ICN’s shares closed at $6.75 on Thursday.

Abundant Research

But when Burroughs-Wellcome received FDA permission to market the drug AZT to treat AIDS symptoms on March 20, 1987, the price of its British parent, Wellcome PLC, rose only the equivalent of 62 cents to $7.97 in London trading. AZT, or zidovudine, seems to help prolong the life of some AIDS patients, but it is not a cure.
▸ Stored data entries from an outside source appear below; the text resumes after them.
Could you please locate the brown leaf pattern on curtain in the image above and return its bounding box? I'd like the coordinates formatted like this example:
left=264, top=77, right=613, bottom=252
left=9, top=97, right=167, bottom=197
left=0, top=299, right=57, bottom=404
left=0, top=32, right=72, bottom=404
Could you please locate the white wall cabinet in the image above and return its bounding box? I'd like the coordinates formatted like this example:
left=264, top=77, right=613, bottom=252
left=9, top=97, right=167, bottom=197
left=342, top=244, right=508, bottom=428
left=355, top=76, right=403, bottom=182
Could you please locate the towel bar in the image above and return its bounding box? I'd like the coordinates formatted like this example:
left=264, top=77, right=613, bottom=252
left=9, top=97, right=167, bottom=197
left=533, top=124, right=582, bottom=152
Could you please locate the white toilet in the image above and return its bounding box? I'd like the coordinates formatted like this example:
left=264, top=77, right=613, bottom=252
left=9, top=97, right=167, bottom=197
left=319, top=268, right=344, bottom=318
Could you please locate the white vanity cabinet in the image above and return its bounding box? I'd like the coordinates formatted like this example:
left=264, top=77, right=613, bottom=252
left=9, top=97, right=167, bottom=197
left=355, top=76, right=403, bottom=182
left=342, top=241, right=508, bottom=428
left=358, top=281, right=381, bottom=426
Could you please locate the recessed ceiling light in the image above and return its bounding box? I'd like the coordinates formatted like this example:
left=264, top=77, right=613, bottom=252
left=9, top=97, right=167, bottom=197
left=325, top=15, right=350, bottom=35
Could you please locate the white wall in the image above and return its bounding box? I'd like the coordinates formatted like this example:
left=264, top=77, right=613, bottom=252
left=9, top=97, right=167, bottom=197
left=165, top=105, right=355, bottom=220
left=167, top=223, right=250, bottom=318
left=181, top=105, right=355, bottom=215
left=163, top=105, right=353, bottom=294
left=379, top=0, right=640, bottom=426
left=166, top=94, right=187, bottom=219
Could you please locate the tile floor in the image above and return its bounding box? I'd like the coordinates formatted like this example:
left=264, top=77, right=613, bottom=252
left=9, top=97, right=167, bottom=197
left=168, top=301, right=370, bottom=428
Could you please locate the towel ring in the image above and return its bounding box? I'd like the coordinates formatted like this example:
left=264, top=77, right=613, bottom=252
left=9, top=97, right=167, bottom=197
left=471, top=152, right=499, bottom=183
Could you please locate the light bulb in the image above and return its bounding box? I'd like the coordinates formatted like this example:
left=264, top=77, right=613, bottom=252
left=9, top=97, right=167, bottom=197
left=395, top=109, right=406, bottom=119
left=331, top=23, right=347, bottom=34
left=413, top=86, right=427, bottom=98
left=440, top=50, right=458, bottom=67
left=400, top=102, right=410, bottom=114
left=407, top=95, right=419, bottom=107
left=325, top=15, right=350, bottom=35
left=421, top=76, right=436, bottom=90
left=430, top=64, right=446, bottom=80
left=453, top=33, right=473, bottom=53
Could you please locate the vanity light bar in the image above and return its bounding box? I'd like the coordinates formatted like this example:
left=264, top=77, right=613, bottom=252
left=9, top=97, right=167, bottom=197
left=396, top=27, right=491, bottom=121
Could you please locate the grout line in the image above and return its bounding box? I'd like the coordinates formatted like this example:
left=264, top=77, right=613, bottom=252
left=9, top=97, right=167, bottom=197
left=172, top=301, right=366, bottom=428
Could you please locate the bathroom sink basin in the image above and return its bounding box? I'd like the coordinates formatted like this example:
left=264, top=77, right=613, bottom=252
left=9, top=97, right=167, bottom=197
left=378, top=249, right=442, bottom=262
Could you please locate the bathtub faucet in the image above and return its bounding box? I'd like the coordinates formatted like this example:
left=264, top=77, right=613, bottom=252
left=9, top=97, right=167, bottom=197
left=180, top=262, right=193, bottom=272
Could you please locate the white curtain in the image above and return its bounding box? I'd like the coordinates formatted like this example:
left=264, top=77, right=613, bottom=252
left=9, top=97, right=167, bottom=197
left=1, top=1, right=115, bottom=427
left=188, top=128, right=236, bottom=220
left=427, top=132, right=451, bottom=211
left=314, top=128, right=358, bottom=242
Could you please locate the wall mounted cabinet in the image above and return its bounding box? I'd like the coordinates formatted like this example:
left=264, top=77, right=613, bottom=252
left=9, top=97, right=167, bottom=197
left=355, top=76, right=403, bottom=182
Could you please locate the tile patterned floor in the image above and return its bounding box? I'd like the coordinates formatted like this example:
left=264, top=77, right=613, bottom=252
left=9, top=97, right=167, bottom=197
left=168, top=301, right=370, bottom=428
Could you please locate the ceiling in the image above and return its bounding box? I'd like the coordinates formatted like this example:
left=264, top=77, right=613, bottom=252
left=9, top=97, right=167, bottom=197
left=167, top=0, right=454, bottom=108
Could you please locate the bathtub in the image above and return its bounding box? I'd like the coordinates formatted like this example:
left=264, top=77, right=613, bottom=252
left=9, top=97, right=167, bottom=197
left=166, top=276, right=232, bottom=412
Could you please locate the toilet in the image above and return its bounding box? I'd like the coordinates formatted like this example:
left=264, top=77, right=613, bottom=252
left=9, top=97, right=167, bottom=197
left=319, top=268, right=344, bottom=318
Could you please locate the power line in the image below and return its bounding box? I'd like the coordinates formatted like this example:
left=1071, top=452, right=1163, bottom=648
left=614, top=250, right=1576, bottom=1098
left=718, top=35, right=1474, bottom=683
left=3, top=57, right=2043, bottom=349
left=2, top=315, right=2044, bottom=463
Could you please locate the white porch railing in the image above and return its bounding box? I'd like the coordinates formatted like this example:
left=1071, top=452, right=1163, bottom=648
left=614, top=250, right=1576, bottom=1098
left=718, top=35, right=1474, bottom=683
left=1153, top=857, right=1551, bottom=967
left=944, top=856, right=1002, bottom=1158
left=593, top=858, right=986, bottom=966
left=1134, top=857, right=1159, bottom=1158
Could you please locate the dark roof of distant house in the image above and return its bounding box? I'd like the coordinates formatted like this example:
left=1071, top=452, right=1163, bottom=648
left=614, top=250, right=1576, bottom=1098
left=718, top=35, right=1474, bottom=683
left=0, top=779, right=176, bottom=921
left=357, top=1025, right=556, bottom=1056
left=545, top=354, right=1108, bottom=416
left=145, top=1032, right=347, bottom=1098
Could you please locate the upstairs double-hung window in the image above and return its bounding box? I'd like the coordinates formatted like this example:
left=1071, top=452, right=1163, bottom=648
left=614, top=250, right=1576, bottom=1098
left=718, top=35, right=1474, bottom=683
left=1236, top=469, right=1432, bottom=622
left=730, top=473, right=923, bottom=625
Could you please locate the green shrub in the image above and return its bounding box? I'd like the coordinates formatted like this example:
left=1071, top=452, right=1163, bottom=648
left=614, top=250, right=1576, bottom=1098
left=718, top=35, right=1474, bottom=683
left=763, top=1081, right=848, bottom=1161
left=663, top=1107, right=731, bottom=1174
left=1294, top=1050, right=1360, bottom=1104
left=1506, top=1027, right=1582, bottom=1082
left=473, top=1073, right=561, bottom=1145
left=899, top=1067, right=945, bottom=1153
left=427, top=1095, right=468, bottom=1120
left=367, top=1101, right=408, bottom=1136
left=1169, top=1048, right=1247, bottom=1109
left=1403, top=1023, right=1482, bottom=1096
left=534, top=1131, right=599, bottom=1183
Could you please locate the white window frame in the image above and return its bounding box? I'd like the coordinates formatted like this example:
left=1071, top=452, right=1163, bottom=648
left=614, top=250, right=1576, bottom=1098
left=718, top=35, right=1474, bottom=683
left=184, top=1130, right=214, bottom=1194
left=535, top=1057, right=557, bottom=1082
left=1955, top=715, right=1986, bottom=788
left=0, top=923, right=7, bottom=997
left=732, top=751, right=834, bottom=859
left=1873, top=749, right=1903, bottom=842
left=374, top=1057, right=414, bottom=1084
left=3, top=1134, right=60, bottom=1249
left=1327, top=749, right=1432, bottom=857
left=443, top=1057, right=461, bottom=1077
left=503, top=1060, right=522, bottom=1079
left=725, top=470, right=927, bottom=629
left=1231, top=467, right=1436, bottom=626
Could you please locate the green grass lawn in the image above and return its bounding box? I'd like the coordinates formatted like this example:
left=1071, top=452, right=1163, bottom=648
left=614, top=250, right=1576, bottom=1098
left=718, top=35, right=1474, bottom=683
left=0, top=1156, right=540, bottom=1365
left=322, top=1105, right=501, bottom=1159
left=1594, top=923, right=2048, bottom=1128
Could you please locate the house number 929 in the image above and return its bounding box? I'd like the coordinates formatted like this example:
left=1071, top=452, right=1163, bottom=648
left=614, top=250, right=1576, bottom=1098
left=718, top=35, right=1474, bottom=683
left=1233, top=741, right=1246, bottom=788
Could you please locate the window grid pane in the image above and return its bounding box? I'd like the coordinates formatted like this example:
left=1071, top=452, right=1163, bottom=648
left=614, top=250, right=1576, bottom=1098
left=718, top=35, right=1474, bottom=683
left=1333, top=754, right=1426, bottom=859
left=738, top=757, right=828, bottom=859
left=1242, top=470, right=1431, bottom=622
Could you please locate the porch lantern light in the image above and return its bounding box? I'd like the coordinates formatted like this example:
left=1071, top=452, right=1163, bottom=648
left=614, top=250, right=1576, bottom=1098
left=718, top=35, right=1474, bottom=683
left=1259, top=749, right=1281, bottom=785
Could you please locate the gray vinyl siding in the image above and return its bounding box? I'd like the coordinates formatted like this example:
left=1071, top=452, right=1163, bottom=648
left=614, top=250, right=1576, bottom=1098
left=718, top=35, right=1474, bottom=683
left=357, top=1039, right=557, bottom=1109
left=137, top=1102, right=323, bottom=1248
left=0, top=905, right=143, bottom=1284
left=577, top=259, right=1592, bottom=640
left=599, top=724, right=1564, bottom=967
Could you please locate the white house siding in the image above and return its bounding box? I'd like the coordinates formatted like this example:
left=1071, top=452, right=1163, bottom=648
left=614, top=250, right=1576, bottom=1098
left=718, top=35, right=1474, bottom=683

AIDS is a fatal disease that attacks the body’s immune system. Since 1981, 86,157 cases of the disease have been reported, and 49,390 persons stricken with the disease have died. The Centers for Disease Control in Atlanta estimates that between 1 million and 1.5 million people have been exposed to the AIDS virus.

Besides Merck, two other drug companies, Abbott Laboratories and SmithKline Beckman, are conducting research into protease. Robert Janicki, director of research and development at Abbott Laboratories, said Merck’s discovery was “of significance,” but he added, “we’ll continue our work on the structure of protease to confirm Merck’s findings.”

SmithKline, based in Philadelphia, has studied protease since 1986 and developed the first test that could be used to find potential blockers. But the company is also looking at another possible AIDS treatment.

SmithKline is testing a synthetic protein that acts as a decoy, attracting the AIDS virus away from the body’s cells. It started testing that protein, called T-4, at Walter Reed Army Medical Center in Washington earlier this month.